Ale chyba właśnie za to Asahi go kochał.

Nishinoya był jego całkowitym przeciwieństwem. Choć teoretycznie ich związek nie miał prawa się udać, w praktyce trwał w najlepsze i nie zamierzał się kończyć. Azumane przyzwyczaił się do impulsywności swojego chłopaka i starał się wyciągać go z kłopotów, w które wpadał kiedy najpierw robił, a dopiero później myślał. A Noya zdawał się zaakceptować fakt, że jego wybranek jest tchórzem o gołębim sercu. Życie atakującego zwyczajnie nabrało kolorów, odkąd poznał Nishinoyę.

Ale w całym tym szaleństwie zdarzały się też spokojne momenty. Ostatnio coraz częściej ich wspólne weekendy wypełnione były słodkim lenistwem. Większość dnia potrafili spędzić w łóżku, przytulając się i rozmawiając. A gdy zapadała noc...

Blade światło księżyca cienką smugą przeciskało się przez niedokładnie zaciągnięte zasłonki. W pokoju było jednak wystarczająco jasno, by Asahi mógł dostrzec twarz śpiącego chłopaka. Yū leżał u jego boku, z jedną ręką wciśniętą pod policzek, a drugą obejmował atakującego w talii. Oddychał miarowo i spokojnie, a usta miał lekko rozchylone. Azumane delikatnie odgarnął przydługą grzywkę, która opadła chłopakowi na oczy. Z samego rana, kiedy tylko się obudzi, zniknie w łazience na kilkanaście minut, by ułożyć sobie fryzurę. Która zresztą idealnie podkreślała jego charakter.
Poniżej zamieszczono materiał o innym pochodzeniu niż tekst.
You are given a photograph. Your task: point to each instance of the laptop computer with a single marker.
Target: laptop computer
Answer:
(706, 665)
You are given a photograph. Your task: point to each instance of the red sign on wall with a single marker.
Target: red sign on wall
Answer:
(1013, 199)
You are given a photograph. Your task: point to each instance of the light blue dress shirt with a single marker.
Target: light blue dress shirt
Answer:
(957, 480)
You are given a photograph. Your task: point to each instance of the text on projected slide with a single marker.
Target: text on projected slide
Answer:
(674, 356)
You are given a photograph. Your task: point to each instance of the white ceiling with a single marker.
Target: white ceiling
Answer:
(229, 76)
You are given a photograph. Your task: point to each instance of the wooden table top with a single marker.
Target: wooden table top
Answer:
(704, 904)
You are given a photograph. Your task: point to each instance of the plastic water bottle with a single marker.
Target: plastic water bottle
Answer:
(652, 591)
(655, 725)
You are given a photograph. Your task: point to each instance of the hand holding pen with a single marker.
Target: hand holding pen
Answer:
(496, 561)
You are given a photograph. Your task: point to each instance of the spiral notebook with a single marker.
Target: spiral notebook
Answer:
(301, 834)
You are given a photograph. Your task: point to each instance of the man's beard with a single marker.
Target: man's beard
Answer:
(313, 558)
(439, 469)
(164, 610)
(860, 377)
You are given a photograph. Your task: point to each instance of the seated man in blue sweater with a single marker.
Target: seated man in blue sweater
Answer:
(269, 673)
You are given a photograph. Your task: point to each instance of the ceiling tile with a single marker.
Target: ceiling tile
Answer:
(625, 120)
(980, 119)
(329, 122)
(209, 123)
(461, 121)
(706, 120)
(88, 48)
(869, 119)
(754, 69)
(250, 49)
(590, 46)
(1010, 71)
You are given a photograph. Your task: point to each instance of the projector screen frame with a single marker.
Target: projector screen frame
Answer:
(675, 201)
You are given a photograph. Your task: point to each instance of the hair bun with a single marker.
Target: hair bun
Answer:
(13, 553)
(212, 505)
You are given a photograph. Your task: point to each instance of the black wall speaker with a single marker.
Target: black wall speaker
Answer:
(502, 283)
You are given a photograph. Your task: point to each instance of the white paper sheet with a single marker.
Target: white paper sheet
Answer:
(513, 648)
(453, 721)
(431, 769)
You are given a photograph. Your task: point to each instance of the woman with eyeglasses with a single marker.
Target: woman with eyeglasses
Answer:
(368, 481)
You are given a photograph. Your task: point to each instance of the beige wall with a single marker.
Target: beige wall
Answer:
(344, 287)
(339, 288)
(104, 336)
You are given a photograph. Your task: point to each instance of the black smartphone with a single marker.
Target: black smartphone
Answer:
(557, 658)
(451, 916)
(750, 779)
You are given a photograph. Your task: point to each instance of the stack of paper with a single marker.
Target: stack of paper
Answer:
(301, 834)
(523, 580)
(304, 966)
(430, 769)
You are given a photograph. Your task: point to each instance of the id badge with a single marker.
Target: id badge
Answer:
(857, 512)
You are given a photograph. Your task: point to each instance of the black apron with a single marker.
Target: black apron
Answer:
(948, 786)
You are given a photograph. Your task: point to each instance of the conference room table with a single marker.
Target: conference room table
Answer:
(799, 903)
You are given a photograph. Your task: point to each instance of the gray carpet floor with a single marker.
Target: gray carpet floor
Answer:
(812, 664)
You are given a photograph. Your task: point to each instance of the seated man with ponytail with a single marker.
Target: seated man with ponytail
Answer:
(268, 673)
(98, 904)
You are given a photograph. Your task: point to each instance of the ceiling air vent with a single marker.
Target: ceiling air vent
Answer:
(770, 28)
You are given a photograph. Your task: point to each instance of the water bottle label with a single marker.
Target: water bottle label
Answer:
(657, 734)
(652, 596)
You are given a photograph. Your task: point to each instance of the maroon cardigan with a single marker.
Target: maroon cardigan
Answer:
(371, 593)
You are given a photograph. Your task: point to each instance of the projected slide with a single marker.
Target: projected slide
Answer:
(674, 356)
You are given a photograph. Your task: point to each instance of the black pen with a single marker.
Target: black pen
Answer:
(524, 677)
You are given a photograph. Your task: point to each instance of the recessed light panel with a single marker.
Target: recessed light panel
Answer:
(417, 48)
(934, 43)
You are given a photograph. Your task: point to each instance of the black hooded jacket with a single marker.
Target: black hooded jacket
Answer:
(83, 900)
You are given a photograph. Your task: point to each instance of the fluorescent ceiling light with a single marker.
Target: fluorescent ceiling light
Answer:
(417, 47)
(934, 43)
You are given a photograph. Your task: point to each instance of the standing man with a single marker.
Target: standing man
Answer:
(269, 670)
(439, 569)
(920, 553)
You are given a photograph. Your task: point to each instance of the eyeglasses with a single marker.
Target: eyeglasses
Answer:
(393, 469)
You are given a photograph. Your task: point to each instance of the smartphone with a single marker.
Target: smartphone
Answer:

Wiedział, że to dziwne, ale lubił obserwować Noyę, kiedy chłopak spał. Niejeden raz został już przyłapany na tej czynności. Libero miał w zwyczaju obdarzać go wtedy zaspanym uśmiechem i z westchnieniem prosić, by w Asahi w końcu poszedł spać. A on nie mógł nic poradzić na to, że widok libero tak go fascynował. Nie mógł nadziwić się jak ta rozwrzeszczana, ruchliwa istota potrafi zmienić się podczas snu. To był jeden z niewielu momentów, gdy Nishhnoya się uspokajał. Kiedy kładł się wieczorem, przytulał się do swojego chłopaka i nie ruszał się nawet o milimetr. Rano budził się w dokładnie tej samej pozycji. Nie przeszkadzały mu delikatne dotknięcia czy pocałunki, którymi obdarowywał go od Azumane. Czasem tylko uśmiechał się przez sen, mrucząc coś niewyraźnie pod nosem.

Asahi czuł się naprawdę wyjątkowo, mogąc każdego wieczora obserwować jak hałaśliwy libero zasypia u jego boku, zmieniając się nie do poznania. To on był osobą, przed którą Noya odsłonił swoją łagodniejszą stronę. Szczerze mówiąc, nie miał pojęcia, którą wersję Yū woli.

Atakujący uśmiechnął się do swoich myśli. Mocniej przytulił mniejsze ciało, opierając podbródek na głowie libero. Przymknął powieki, dochodząc do wniosku, że zwyczajnie kocha go całego.